After a devastating sweep through the Caribbean which left 25 dead, Hurricane Irma made landfall in Florida Sunday. Governor Rick Scott has urged Floridians to evacuate immediately, according to The Guardian.

“You need to leave – not tonight, not in an hour, right now,” Scott said in a press conference. “This is the most catastrophic storm the state has ever seen.”

 The storm is forecasted to hit the Keys first, then hit again near Fort Myers and again near Tampa Bay, according to the U.S. National Hurricane Center. 

Dallas allowed to remove Robert E. Lee statue

Judge Sidney Fitzwater of the United States District Court for the Northern District of Texas renewed permission for the city of Dallas to take down a statue of Robert E. Lee in a park named after the Confederate general. According to the New York Times, a lawsuit was lifted the day after the judge halted removal on Wednesday due to a temporary restraining order requested by a Dallas resident and the Sons of Confederate Veterans.

Mayor Mike Rawlings has set up a task force, which is reviewing other monuments and locations in Dallas named after Confederate leaders and voted to recommend renaming Lee Park on Thursday.


U.S. students in Florence accuse police of rape

Two women studying abroad in Italy accused Italian police officials of rape last Thursday. The women, ages 19 and 21, according to The New York Times, said two members of the Italian Carabinieri paramilitary force raped them in the entrance of their apartment early morning Thursday.

The two accused men deny the allegations and have not been charged. Italy’s Defense Minister said there “appears to be some basis” to the charges and will continue investigating. Florence is Italy’s hub for study abroad programs and popular among American students.

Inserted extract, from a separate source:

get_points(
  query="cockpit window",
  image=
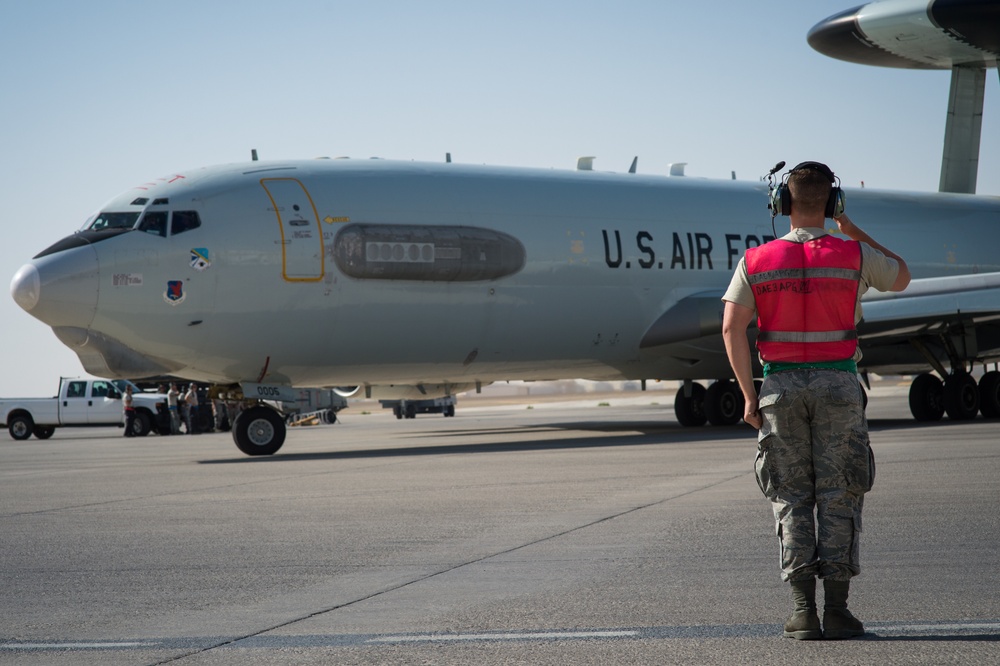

Australian PM comes out in support of same-sex marriage vote

Australia’s Prime Minister Malcolm Turnbull made a surprise appearance in front of 20,000 gathered in Sydney to campaign for same-sex marriage when he announced his support for the measure, according to BBC. It was unclear if Turnbull would support same-sex marriage.

Australians will send out a non-binding vote on Sept. 12 to gauge national support for the measure. If most Australians support same-sex marriage, it could lead to a vote in Parliament.

Mexico earthquake kills dozens

Mexico experienced its strongest earthquake in over a century late Thursday, leaving at least 61 dead since it first hit off the southern coast, according to CNN. The 8.1 magnitude quake was felt as far as Mexico City and Guatemala City.

A red alert issued by the U.S. Geological PAGER Survey predicted high casualties and widespread damage, and the earthquake and its aftershocks have collapsed buildings and damaged infrastructure. Some 1.84 million homes lost electricity, and some are without water service. Mexico’s army, marines and federal police have been mobilized to respond.